About the maximum entropy principle in non equilibrium statistical mechanics

TL;DR

The paper critically examines the maximum entropy principle in non-equilibrium statistical mechanics, demonstrating its limitations and arguing that traditional dynamic analysis is necessary for accurate predictions in non-equilibrium systems.

Contribution

The paper provides a detailed critique of the maximum entropy principle's applicability to non-equilibrium systems, highlighting its failures and emphasizing the importance of traditional dynamic methods.

Findings

MEP leads to incorrect predictions in non-equilibrium cases

Traditional methods outperform MEP in non-equilibrium scenarios

Success of MEP in equilibrium is due to specific physical conditions

Abstract

The maximum entropy principle (MEP) apparently allows us to derive, or justify, fundamental results of equilibrium statistical mechanics.
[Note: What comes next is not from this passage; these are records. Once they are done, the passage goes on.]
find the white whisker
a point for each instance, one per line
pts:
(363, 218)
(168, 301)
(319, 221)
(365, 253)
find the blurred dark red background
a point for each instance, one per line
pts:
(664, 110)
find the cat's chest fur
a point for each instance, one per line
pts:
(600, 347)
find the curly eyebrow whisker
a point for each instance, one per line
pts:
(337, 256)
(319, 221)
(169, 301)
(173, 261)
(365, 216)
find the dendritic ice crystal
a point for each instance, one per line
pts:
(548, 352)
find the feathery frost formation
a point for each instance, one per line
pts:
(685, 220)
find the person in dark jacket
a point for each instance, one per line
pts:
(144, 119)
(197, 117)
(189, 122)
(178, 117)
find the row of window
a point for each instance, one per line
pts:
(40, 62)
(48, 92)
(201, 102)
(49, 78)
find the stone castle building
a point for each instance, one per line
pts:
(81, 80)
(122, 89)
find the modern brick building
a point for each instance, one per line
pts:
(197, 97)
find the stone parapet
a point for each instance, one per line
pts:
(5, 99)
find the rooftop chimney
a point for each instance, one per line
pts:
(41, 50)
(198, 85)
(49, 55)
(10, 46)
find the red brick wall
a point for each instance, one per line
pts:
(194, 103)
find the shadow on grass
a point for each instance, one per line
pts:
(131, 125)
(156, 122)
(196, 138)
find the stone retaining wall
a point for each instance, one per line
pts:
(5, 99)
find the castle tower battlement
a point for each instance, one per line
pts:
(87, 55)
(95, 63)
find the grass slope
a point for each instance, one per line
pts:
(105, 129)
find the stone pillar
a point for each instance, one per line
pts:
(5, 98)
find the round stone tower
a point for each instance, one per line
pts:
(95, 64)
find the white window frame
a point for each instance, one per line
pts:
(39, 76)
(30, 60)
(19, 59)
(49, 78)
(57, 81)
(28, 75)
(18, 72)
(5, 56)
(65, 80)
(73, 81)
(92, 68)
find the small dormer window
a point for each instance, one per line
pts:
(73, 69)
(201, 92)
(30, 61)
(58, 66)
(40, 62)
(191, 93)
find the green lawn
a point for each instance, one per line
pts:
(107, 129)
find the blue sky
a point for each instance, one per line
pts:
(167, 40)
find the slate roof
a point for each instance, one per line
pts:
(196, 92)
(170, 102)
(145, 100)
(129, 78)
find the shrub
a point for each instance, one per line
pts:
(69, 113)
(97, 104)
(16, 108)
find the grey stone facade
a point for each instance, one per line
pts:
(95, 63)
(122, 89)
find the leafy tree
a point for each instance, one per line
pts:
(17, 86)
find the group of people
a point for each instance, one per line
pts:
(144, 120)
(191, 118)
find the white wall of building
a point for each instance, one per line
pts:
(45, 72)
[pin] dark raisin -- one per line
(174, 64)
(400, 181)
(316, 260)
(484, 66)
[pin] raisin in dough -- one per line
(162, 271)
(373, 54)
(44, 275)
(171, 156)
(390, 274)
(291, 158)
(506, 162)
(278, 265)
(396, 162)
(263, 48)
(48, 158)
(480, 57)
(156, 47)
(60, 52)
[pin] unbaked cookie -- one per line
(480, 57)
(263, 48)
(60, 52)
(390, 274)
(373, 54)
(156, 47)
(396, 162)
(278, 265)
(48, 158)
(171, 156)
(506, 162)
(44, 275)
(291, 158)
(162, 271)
Because of this, a school of thought considers the MEP as a powerful and elegant way to make predictions in physics and other disciplines, which constitutes an alternative and more general method than the traditional ones of statistical mechanics. Actually, careful inspection shows that such a success is due to a series of fortunate facts that characterize the physics of equilibrium systems, but which are absent in situations not described by Hamiltonian dynamics, or generically in nonequilibrium phenomena. Here we discuss several important examples in non equilibrium statistical mechanics, in which the MEP leads to incorrect predictions, proving that it does not have a predictive nature. We conclude that, in these paradigmatic examples, the "traditional" methods based on a detailed analysis of the relevant dynamics cannot be avoided.